A concern is whether pharmaceuticals keep developing small molecule therapies knowing that they might be used only in tandem with treatments like a gene therapy, which necessarily cuts into possible return (profits) on their investments, she said, and whether treatments that work best in combo will continue to win approval.
Hesterlee worries “that some … drugs that are sort of downstream, and aren’t as effective on their own right, might never get approved even though they could be very effective in combination.
“I think they’re going to have to stand on their own,” she said. “If they don’t get approved on their own, they probably won’t be tested again.”
Among complementary SMA treatments in development and the MDA is watching with interest is reldesemtiv, by Cytokinetics in collaboration with Astellas.

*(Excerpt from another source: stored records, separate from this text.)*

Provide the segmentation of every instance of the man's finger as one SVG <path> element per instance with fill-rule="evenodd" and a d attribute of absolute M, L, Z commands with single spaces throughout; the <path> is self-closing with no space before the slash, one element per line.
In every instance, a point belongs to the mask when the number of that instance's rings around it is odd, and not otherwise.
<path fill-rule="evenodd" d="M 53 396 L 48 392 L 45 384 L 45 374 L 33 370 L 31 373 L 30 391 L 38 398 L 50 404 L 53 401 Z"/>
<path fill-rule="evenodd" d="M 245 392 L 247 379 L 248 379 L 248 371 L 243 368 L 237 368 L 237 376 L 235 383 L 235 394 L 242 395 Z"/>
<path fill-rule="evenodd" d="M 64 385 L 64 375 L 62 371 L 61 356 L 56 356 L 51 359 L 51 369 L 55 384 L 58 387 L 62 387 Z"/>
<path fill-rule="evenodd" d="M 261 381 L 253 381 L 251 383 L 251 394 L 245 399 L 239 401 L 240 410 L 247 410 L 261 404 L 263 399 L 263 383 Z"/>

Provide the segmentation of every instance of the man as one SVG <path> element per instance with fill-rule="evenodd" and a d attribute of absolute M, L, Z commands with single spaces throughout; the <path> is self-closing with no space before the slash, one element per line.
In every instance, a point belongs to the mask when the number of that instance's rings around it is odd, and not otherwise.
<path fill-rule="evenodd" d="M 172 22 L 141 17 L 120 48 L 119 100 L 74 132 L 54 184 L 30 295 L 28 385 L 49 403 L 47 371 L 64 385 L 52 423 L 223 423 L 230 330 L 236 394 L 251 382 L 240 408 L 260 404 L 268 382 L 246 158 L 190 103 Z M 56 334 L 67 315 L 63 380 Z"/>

A selective fast skeletal muscle troponin activator designed to slow calcium release from fast skeletal muscle fibers and improve muscle contraction, reldesemtive showed promise in a Phase 2 trial (NCT02644668) and plans are underway for further development.

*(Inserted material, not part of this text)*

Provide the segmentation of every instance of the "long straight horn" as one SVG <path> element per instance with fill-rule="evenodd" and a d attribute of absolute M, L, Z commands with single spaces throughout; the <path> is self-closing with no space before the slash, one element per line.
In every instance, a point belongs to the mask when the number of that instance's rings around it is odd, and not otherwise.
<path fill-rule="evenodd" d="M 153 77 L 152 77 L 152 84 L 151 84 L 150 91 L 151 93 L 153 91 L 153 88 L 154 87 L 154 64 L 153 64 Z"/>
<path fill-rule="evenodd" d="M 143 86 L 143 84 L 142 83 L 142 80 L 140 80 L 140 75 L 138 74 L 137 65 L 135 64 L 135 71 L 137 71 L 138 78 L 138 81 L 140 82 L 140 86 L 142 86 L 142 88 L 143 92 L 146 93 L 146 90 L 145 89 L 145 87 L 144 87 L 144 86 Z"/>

“It modulates calcium in the muscle, so that even if you have a weak signal from the nerve, you get a stronger response from the muscle,” she said. “That would be a really interesting complement to any therapy: Spinraza, Zolgensma or risdiplam.”

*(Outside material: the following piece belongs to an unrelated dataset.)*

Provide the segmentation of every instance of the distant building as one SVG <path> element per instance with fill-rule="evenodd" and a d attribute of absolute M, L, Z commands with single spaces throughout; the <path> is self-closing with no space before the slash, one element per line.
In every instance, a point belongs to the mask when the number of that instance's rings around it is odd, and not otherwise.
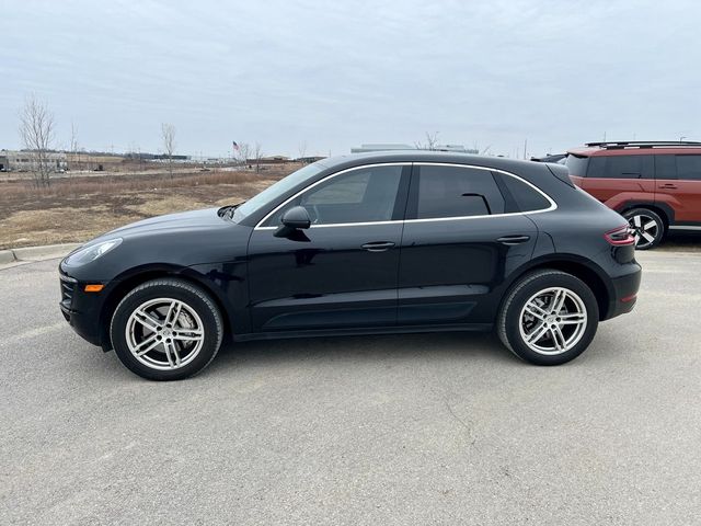
<path fill-rule="evenodd" d="M 415 146 L 398 145 L 398 144 L 378 144 L 378 145 L 360 145 L 350 148 L 350 153 L 368 153 L 370 151 L 397 151 L 397 150 L 415 150 Z"/>
<path fill-rule="evenodd" d="M 46 152 L 46 160 L 53 170 L 62 172 L 68 168 L 66 153 L 60 151 Z M 0 171 L 30 172 L 36 165 L 36 153 L 28 150 L 0 150 Z"/>
<path fill-rule="evenodd" d="M 416 150 L 425 148 L 416 148 L 415 146 L 401 145 L 401 144 L 377 144 L 377 145 L 360 145 L 350 148 L 350 153 L 367 153 L 370 151 L 398 151 L 398 150 Z M 480 150 L 473 148 L 466 148 L 463 145 L 436 145 L 434 151 L 455 151 L 459 153 L 479 153 Z"/>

Two ‘big challenges’ that might touch SMA
Two broad challenges exist for gene therapies in neuromuscular disorders, especially rare ones, Hesterlee said, with numerous mini-hurdles within those categories.
One is getting the therapy to all affected muscles and organs and being able to produce the huge amounts of viral vector required to transport it.
As one recent study of work into a Pompe gene therapy, by scientists that include Barry Byrne, MD, PhD, and Manuela Corti, PhD, at the University of Florida (UF), noted: the vector amounts necessary “exceed” current production techniques on a scale that “would not be suitable to support” either Phase 3 clinical trials or regulatory approval requests.
The other is the real likelihood that such treatments would have to be given again over a person’s lifetime, which means getting around resistance raised by the immune system. An immune response to a gene therapy comes in the form of antibodies against whatever virus carries the “healthy gene” to cells as a transport vector, even when that virus is re-engineered to be harmless.
“I think we know we’re going to have to treat people again, and right now what we’ve done is immunize them against the vector,” Hesterlee said. “They’re developing really high antibodies after treatment, so you can’t use the same vector.
“I think that’s going to be a big, big challenge: How do we deal with people that have pre-existing antibodies, and then how do we deal with re-dosing?” she asked.
This challenge could include SMA, because enough time has not elapsed to be certain that Zolgensma truly is a one-time treatment.
Gene therapy is “likely” much more stable in the CNS [central nervous system, the brain and spinal cord] than in muscle, Hesterlee said, but only time will tell definitively.
“People speculate ‘one-and-done‘ [but] we know that might not be the case,” she said. “We just don’t have enough long-term data to really understand how long this lasts in muscle, how long this lasts in the CNS.”
It’s “assumed” the “CNS has good stability,” she added. “But again, we don’t know.” In Zolgensma, as in other investigational gene therapies, the delivered gene sits outside a cell’s chromosome, meaning it does not integrate into the cells’ own DNA, and is not passed down to newly formed cells.
“There can be reasons you might lose these sort of extra-chromosomal pieces of DNA over time,” Hesterlee said.
Re-treatment also might be wanted for children given low and non-optimal doses in clinical trials, and that means confronting antibodies.
“There’s a lot of activity around this,” especially because re-treatment will be essential for gene therapies in many other neuromuscular diseases.
“And we’ll figure it out,” Hesterlee said, “but it isn’t gonna be in this year.”